L’empowerment caractérise aussi un mouvement ascendant, où des groupes, décidés à ne plus subir des réalités sociales adverses, se soutiennent, mènent des actions collectives, reprennent le contrôle des ressources, affirment leurs choix, conçoivent des alternatives, interviennent sur les causes profondes des dysfonctionnements et transforment le monde (Freire, 1970 ; Peterson et Zimmerman, 2004 ; Zimmerman et al., 1995)**.

Or, le texte actuel passe sous silence les grandes évolutions à l’actif des patients et de leurs communautés. Rappelons que la démocratie en santé et la loi du 4 mars 2002 ont été inspirées par les États généraux contre le cancer organisés par la Ligue en 1988, que des médicaments de thérapie génique sont mis au point par le laboratoire Généthon de l’AFM-Téléthon. Pensons également que les autopratiques telles que l’autosurveillance glycémique, l’auto-injection ou l’auto-sondage sont adoptées par un nombre accru de personnes malades chroniques. Soulignons aussi qu’en 2020, c’est une internaute qui a identifié et nommé une nouvelle pathologie, le CovidLong***. Enfin, rappelons que l’expertise des malades est désormais reconnue comme étant complémentaire des savoirs académiques grâce au travail de collectifs comme le TRT-5 CHV (un collectif inter associatif qui réunit des associations de lutte contre le VIH-Sida, les Hépatites et les infections sexuellement transmissibles autour des enjeux de la recherche clinique…)

Les patients “empowérés” transforment le monde de la santé en créant des réseaux d’entraide, en concevant des savoirs propres, en maîtrisant les ressources, en imaginant des alternatives, en s’imposant sur le territoire de la recherche et en s’affirmant comme forces de proposition.

Pourquoi ne pas conjuguer toutes les énergies pour relever les défis en santé que les institutions seules ne parviennent pas à surmonter ; qu’il s’agisse de la désertification médicale, de l’aggravation des inégalités sociales et territoriales, du renoncement forcé aux soins, du manquement dans la prise en charge des aînés et de tant d’autres situations critiques que les malades subissent dans leur chair ?

L’empowerment, pris dans toute son ampleur, pourrait inspirer une vision audacieuse et novatrice de la santé en France où insitutions et patients organiseraient ensemble des synergies puissantes entre les deux dynamiques, ascendantes et descendantes.

Marie-Georges Fayn

*https://sante.gouv.fr/IMG/pdf/projet_sns.pdf

** Calvès, A. E. (2009). «Empowerment»: généalogie d’un concept clé du discours contemporain sur le développement. Revue Tiers Monde, (4), 735-749.

Cantelli, Fabrizio. (2013) « Deux conceptions de l’empowerment ». Politique et Sociétés, vol. 32, n o 1.

Freire, P. (1970).
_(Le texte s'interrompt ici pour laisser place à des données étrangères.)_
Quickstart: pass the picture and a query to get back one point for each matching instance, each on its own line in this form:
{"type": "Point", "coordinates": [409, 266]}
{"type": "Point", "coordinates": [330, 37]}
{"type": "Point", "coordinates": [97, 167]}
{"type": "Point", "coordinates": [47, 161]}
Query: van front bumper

Pedagogy of the oppressed. New York: Continuum

Friedmann J. (1992) Empowerment The Politics of Alternative Development Oxford: Blackwell.

Peterson, N. A., & Zimmerman, M. A. (2004). Beyond the individual: Toward a nomological network of organizational empowerment. American journal of community psychology, 34(1-2), 129-145

Thakre, N., & Mathew, P. (2020). Psychological empowerment, work engagement, and organizational citizenship behavior among Indian service‐sector employees. Global Business and Organizational Excellence39(4), 45-52.

Zimmerman, M. A. (1995). Psychological empowerment: Issues and illustrations. American journal of community psychology23, 581-599.